HW17 Solutions

In HW12, you previously analyzed the dataset "Insurance" from the MASS 
package using linear regression techniques.Now we will consider the data 
as being subject to a Poisson model, 

         Claims ~ Poisson(Holders * lambda)               (*)

(A) In this model, logLik = C - lambda*sum(Holders) + sum(Claims*log(lambda)
where C depends on data Holders, Claims but no lambda.

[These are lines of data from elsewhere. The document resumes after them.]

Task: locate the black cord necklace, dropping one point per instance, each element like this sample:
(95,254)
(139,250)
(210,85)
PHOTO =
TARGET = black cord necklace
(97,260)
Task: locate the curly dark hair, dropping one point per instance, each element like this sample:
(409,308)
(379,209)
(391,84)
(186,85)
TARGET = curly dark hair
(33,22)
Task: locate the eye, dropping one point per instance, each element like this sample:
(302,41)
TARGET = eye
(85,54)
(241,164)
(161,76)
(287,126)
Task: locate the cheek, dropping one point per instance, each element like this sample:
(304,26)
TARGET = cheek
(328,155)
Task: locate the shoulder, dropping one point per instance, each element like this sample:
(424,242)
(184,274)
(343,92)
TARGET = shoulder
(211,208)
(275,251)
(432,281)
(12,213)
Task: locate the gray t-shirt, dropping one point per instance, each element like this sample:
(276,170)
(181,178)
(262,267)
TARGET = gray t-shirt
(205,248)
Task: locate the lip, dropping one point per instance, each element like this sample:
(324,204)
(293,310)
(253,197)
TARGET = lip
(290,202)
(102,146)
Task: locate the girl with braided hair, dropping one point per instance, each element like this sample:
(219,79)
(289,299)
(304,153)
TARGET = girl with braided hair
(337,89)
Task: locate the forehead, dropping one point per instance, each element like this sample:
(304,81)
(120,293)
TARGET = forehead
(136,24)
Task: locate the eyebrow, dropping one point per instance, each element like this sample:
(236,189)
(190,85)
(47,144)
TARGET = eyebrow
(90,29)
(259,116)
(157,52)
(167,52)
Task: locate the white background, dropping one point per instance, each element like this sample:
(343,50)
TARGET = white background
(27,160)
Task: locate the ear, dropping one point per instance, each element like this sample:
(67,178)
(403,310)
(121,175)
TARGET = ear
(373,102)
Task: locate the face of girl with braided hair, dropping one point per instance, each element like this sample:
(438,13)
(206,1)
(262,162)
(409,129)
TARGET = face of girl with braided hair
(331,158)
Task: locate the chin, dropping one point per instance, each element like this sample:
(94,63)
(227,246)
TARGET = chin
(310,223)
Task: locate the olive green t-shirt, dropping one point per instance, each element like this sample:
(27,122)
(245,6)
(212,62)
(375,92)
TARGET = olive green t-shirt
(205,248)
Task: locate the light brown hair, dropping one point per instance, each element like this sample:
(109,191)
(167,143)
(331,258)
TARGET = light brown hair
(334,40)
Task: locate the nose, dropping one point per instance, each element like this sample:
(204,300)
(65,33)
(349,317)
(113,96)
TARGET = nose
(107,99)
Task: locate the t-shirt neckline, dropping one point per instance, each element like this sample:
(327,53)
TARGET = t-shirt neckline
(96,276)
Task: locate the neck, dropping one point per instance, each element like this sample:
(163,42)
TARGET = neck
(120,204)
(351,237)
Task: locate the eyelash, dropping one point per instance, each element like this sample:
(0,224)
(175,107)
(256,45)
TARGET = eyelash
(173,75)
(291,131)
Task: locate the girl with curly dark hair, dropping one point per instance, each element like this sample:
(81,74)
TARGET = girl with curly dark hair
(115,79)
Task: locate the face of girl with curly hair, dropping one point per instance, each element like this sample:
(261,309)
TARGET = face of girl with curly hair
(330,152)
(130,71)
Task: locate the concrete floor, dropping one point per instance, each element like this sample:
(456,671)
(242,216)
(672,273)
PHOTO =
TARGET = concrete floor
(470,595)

Then the formula for the MLE is 

> lam.ML = sum(Insur$Claims)/sum(Insur$Holders)
> lam.ML
[1] 0.1348945

## Posterior density is Gamma(1+sum(Insur$Claims), 0.1+sum(Insur$Holders).

----------------------

(B) Pseudo-Dataset simulation methods

## (1) 
> PseudoY1 = array( rpois(1000*64, lam.ML*c(outer(rep(1,1000),
                Insur$Holders))), c(1000,64))

## (2)
>  lamvec = rgamma(1000,1+sum(Insur$Claims), 0.1+sum(Insur$Holders))
   PseudoY2 = array( rpois(1000*64, c(outer(lamvec,Insur$Holders))), 
            c(1000,64))

## (3) 
>  indvec = array(sample(1:64, 1000*64, replace=T), c(1000,64))
   PseudoX3 = array(Insur$Holders[c(indvec)], c(1000,64))
   PseudoY3 = array( rpois(1000*64, lam.ML*c(PseudoX3)), c(1000,64))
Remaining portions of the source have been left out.